Dropping the towel, which opens
his eyes just a bit more I’m thankful to see, I get back in
bed. “Well, we’ve slept together, but we’d never
slept together.” I think I sounded bashful.
He draws me
close. Oh, I’ve never felt this secure, this safe, this
protected. These arms that have done so much for me for years...I
never knew their true power. I’m never getting out of this bed.
And neither is he. We won’t call it a hostage crisis. More like
a need finally fulfilled.
“Yeah, that’s too bad,”
he says, drawing little figure 8’s on my back. “Why
didn’t we?”
Give me a break. Mr. Regulations is asking
why we haven’t had sex before now? My face must have betrayed
my thoughts.
“Ok, ok. I know. But remember, time’s
linear. Once you pass a momentous event, it can’t be taken
back.”
I nod.
“So, we’ve passed this
event. I’d like to think we’ll revisit it very often. And
by the way, you are never, ever going to pass this kind of event with
anyone else. I’m not either. You’re mine. I’m
yours. Understood?”
A declaration? A stated intention?
You mean I don’t need to get him to get that tattoo?
“What
exactly do you mean, Harm?” No more misunderstandings.

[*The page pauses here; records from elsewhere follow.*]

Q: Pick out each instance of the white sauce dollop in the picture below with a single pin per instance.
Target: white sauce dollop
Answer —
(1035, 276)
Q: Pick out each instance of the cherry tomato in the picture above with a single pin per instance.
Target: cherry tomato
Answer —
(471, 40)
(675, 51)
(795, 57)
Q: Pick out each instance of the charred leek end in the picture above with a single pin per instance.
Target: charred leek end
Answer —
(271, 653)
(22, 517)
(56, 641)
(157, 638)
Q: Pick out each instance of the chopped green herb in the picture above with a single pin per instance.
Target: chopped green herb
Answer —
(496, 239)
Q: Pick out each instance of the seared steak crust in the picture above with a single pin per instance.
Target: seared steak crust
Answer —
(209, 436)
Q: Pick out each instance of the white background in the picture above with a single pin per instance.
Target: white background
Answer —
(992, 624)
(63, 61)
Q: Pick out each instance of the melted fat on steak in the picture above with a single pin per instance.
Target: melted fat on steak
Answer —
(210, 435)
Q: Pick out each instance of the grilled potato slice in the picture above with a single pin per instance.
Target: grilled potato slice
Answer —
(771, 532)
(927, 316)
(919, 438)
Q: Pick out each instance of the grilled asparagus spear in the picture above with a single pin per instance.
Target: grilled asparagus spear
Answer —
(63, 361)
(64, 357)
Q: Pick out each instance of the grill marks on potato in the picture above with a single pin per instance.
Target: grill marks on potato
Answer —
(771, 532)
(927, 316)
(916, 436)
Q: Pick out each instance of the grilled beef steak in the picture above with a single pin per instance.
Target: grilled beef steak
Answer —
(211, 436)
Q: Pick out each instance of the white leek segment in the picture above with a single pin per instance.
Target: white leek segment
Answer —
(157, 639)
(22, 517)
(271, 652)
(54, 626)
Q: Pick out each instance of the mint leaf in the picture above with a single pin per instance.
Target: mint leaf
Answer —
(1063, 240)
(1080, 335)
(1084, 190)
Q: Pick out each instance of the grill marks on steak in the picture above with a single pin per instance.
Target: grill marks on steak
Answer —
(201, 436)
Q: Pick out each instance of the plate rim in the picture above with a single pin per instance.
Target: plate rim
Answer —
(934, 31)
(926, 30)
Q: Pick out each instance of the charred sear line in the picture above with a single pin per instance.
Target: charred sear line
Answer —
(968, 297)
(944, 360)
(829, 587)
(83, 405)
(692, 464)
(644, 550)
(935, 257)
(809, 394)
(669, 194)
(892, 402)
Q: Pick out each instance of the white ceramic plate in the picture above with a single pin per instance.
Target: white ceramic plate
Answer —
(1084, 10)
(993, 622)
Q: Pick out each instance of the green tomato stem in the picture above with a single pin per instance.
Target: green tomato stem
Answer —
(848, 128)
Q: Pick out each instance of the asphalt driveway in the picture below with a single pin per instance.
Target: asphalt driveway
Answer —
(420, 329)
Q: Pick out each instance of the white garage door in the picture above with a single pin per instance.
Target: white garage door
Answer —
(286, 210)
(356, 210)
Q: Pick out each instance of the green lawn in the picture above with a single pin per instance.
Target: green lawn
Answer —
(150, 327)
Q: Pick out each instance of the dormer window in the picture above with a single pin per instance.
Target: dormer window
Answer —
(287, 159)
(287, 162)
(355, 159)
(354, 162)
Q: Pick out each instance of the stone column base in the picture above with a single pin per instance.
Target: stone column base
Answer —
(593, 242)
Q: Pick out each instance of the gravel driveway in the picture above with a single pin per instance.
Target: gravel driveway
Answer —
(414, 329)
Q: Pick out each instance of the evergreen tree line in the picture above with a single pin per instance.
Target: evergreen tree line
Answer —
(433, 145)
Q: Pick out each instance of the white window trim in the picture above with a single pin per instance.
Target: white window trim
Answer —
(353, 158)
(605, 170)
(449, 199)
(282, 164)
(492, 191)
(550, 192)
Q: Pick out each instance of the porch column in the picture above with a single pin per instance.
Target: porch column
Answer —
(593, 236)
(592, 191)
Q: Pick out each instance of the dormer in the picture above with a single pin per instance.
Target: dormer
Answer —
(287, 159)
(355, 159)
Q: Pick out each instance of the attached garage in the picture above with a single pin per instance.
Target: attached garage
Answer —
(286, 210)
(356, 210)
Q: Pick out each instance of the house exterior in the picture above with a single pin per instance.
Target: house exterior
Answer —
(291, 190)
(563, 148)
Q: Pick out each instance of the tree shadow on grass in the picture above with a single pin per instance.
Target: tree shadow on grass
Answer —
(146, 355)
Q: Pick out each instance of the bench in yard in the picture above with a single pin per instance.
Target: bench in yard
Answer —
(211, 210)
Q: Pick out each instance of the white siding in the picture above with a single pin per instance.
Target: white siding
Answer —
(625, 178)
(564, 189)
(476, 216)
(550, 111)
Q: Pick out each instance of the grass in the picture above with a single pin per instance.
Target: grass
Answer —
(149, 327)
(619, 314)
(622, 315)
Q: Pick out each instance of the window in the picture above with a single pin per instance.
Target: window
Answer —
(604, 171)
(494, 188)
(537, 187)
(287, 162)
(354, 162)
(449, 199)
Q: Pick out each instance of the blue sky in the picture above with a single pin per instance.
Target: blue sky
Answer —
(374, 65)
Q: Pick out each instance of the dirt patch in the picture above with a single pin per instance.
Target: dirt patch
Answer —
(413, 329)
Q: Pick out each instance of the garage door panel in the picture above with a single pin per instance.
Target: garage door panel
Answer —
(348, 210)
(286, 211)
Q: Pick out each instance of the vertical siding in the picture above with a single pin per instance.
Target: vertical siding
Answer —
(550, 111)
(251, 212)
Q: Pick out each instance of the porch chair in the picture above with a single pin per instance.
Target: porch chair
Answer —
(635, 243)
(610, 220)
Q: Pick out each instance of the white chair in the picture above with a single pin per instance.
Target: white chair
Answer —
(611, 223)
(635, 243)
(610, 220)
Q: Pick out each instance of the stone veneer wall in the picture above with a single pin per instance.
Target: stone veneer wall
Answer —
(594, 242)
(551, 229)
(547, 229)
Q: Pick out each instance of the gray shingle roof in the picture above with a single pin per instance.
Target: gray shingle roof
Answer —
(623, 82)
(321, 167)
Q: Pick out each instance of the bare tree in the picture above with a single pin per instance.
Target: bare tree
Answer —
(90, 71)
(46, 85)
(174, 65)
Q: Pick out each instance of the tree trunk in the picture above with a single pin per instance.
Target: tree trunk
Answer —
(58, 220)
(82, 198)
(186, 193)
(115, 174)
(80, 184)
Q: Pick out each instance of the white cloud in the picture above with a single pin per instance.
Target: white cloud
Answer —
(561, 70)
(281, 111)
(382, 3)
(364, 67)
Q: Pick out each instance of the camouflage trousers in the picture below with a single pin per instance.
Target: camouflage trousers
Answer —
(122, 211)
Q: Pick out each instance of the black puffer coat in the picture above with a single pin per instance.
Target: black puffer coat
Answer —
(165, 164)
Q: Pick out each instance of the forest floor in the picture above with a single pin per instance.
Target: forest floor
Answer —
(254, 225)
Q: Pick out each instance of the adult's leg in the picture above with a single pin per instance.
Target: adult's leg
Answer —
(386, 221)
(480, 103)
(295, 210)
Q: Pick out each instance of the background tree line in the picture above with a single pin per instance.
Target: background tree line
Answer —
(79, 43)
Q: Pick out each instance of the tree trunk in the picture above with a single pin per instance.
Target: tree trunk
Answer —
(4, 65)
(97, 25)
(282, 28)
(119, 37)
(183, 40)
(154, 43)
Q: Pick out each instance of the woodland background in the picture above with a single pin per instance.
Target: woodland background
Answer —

No more
Sydney's!
“Well, I don’t have a ring this morning,
but I’d sure like it if you considered yourself my fiancé.”
I
don’t think I’ve gulped in the last 20 years and now I’m
gonna do it again for the second time in a day. “Yes.”
“Good,”
he says as he throws his left arm and leg over me. “This OK?”
“Yes, I’d have to say that this is just
wonderful.”
“Great, now let’s sleep a little
more then I’ll make you pancakes.”
Maybe I can run
to the store for some bacon, too. Humm, but then again, I may never
need more than what I have right here.